4.2.Beoordeling
Inleiding
[medeverdachte01] (hierna: [medeverdachte01] ) en [medeverdachte02] (hierna: [medeverdachte02] ), beide werkzaam als koelmonteur bij [bedrijf01] bv (hierna: [bedrijf01] ) zijn verdachten in
een grootschalig onderzoek naar de invoer van drugs via de haven van Rotterdam. Binnen dit onderzoek is de volgende modus operandi vastgesteld.

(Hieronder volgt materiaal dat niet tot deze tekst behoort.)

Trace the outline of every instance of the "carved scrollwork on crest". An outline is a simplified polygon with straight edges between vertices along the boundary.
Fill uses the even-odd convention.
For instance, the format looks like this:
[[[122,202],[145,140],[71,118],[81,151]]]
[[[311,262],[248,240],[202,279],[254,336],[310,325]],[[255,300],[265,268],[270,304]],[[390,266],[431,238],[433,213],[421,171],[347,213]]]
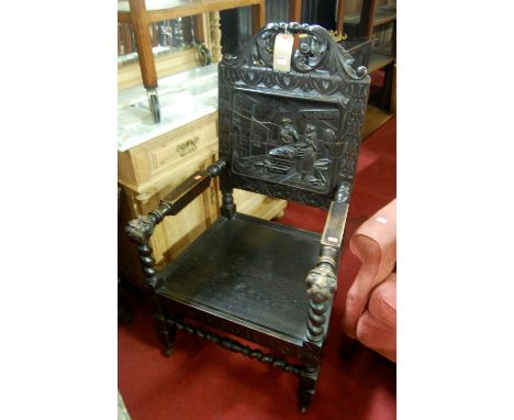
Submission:
[[[366,67],[351,67],[354,58],[338,45],[328,32],[319,25],[298,22],[268,23],[246,44],[237,57],[225,55],[223,63],[228,67],[241,65],[272,67],[275,38],[279,33],[305,34],[306,38],[294,51],[291,65],[298,73],[316,69],[331,74],[344,71],[347,77],[361,80],[368,74]]]

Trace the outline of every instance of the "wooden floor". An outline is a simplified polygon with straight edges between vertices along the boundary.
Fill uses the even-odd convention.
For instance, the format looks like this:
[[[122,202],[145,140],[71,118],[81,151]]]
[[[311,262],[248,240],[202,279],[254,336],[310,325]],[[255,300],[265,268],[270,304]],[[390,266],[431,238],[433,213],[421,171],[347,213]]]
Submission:
[[[365,125],[362,130],[362,140],[369,136],[375,130],[394,117],[393,112],[387,112],[380,108],[368,104]]]

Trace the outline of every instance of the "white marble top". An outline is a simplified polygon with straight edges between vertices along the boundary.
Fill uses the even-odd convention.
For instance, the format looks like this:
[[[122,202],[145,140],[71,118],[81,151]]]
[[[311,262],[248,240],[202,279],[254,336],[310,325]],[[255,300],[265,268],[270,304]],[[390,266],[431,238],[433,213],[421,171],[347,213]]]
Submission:
[[[155,123],[143,86],[118,92],[118,150],[148,140],[217,111],[217,64],[159,79],[160,122]]]

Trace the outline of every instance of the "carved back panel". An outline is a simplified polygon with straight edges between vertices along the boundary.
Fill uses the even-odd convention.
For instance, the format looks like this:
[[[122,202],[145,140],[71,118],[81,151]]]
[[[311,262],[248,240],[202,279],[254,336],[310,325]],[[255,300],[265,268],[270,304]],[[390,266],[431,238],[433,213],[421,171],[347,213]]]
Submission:
[[[302,33],[291,71],[272,68],[275,37]],[[351,186],[369,92],[365,67],[321,26],[269,23],[219,68],[220,157],[232,187],[316,207]]]

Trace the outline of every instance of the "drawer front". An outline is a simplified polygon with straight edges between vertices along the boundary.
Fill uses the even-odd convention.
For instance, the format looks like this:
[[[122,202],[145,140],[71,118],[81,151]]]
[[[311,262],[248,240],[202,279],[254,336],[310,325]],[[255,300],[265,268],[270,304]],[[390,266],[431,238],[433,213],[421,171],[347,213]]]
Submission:
[[[169,170],[194,161],[197,155],[215,153],[217,150],[216,119],[217,113],[208,115],[130,150],[134,174],[133,179],[126,179],[126,181],[142,190],[147,188],[148,183],[166,177]],[[120,176],[123,178],[123,174]]]

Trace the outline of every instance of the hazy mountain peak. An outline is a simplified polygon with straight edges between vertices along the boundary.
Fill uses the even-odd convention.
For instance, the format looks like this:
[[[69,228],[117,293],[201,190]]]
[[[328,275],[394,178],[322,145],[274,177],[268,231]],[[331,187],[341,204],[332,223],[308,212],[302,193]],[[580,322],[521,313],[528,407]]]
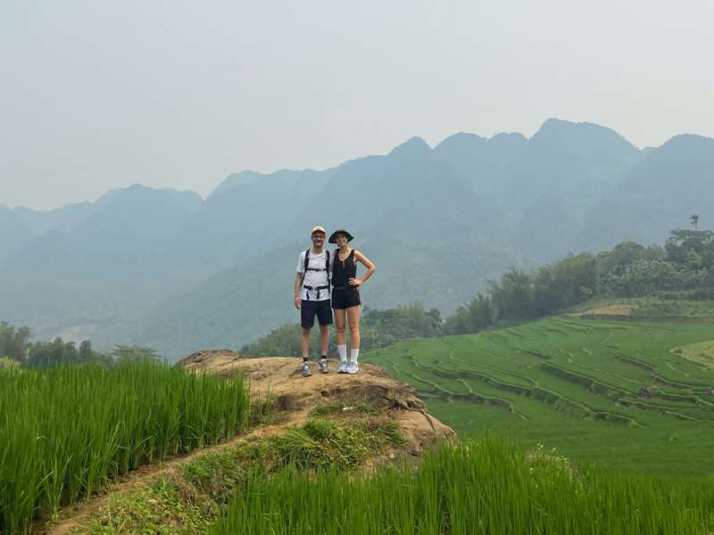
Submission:
[[[388,156],[420,156],[431,152],[431,147],[421,137],[414,136],[394,147]]]
[[[238,185],[245,184],[251,180],[257,180],[264,177],[265,175],[257,171],[241,171],[239,173],[231,173],[219,184],[216,188],[211,192],[209,197],[212,197],[217,193],[224,193]]]
[[[469,132],[459,132],[453,136],[449,136],[446,139],[437,144],[435,151],[447,152],[464,152],[470,151],[475,147],[485,144],[486,139]]]
[[[520,132],[499,132],[488,139],[488,143],[515,142],[520,143],[527,141],[528,138]]]
[[[706,145],[707,144],[714,143],[714,138],[705,137],[703,136],[697,136],[696,134],[679,134],[675,136],[670,140],[662,144],[662,147],[667,146],[687,146],[687,145]]]
[[[577,141],[580,144],[597,146],[602,144],[619,144],[621,147],[627,145],[627,149],[637,151],[638,149],[622,136],[615,132],[612,128],[602,127],[590,122],[571,122],[561,119],[551,118],[543,123],[533,137],[532,143],[573,143]]]

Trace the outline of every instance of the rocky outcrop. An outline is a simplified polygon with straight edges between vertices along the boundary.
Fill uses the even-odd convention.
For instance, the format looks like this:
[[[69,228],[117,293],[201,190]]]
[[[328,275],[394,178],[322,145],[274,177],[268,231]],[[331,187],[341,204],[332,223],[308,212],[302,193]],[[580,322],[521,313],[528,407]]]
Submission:
[[[354,404],[362,403],[398,423],[412,454],[456,438],[453,430],[428,414],[414,389],[383,368],[361,364],[358,374],[336,374],[335,362],[330,364],[329,374],[320,374],[313,364],[313,374],[303,377],[299,358],[241,358],[226,351],[201,351],[177,366],[221,376],[242,374],[250,383],[251,397],[261,403],[270,399],[272,409],[280,413],[287,426],[303,424],[311,411],[321,405],[341,404],[349,411]]]

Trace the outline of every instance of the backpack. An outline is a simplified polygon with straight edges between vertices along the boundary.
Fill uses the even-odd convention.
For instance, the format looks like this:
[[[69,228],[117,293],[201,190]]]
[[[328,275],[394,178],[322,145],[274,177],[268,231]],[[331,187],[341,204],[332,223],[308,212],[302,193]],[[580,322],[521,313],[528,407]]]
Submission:
[[[303,288],[305,288],[308,291],[308,292],[307,292],[308,300],[310,300],[310,290],[317,290],[318,291],[318,299],[320,299],[320,290],[327,290],[328,291],[328,294],[329,295],[329,284],[330,284],[330,280],[329,280],[329,251],[328,251],[327,249],[325,250],[325,268],[324,268],[324,269],[323,268],[308,268],[309,263],[310,263],[310,249],[305,251],[305,264],[304,264],[304,266],[303,266],[303,279],[300,281],[300,285]],[[317,286],[315,288],[313,288],[312,286],[303,286],[303,284],[305,282],[305,275],[307,275],[308,271],[327,271],[328,272],[328,285],[327,286]]]

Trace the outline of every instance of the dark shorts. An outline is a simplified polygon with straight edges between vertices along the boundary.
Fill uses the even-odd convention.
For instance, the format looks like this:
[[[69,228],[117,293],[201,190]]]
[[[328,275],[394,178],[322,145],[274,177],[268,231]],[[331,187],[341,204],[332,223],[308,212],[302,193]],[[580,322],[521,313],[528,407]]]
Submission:
[[[332,309],[329,308],[329,300],[300,301],[300,325],[303,329],[311,329],[315,325],[315,316],[321,325],[332,325]]]
[[[341,290],[335,288],[332,290],[332,308],[337,310],[352,309],[361,304],[360,292],[348,288]]]

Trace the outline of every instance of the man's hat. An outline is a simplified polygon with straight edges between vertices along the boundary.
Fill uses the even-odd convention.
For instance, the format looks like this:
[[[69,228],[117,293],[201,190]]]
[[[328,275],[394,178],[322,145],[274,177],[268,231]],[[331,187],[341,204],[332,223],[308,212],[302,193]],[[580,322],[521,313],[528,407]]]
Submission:
[[[354,236],[352,235],[350,233],[348,233],[346,230],[345,230],[344,228],[338,228],[337,230],[333,232],[332,235],[330,235],[329,240],[328,240],[328,242],[329,242],[330,243],[337,243],[336,238],[338,234],[344,234],[345,236],[347,236],[347,243],[352,242],[354,239]]]

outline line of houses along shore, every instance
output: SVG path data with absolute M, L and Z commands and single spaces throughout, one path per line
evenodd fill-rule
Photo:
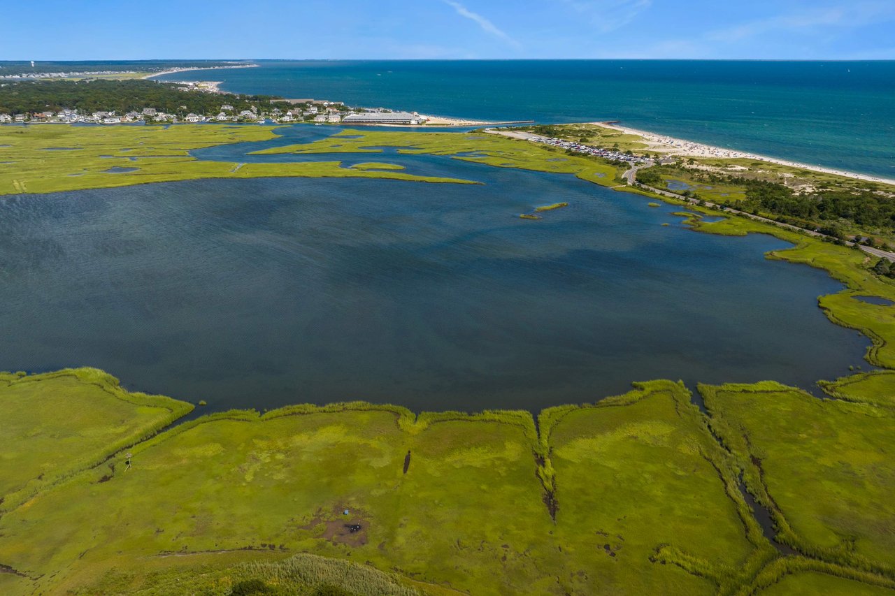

De drugs worden in Centraal- of Zuid -Amerika achter de inspectieluiken (‘ogen’)van gekoelde containers (‘reefers’) geplaatst door een criminele organisatie. De verdachten krijgen van een contact van de criminele organisatie te horen op welk containerschip de reefercontainer met drugs staat. Hierdoor hebben de verdachten een indicatie wanneer het schip aanmeert bij de ECT Delta Terminal. De verdachten halen regelmatig drugs uit reefercontainers die afkomstig zijn van schepen waarmee een lijndienst onderhouden wordt, en die het woord ‘express’ in hun naam hebben. Na het afmeren van het schip laten de verdachten zich vervolgens twee of drie nachtdiensten inplannen. Via een contact krijgen zij dan een containernummer te horen en soms een mogelijke locatie van de container. Nadat de container is getraceerd, worden de drugs via de ‘ogen’ uit de daarachter gelegen ruimte gehaald en in sporttassen gedaan. De sporttassen worden vervolgens in een dienstvoertuig van een van de verdachten geplaatst en naar de parkeerplaats voor het personeel gereden. Daar worden de sporttassen overgezet in de particuliere auto van een verdachte. Vervolgens wordt iemand uit de vriendengroep van [medeverdachte01] en [medeverdachte02] , die eveneens werkt voor een bedrijf op de ECT Delta Terminal, gevraagd of deze zicht kan houden op de uitgaande poort van de ECT, om zo vroegtijdig te kunnen opmerken of de Douane bij de poort controles uitvoert. Als niet gecontroleerd wordt kunnen de verdachten vervolgens met hun eigen auto met daarin de uitgehaalde drugs van het terrein af rijden.
Feiten
De rechtbank gaat uit van de volgende feiten en omstandigheden.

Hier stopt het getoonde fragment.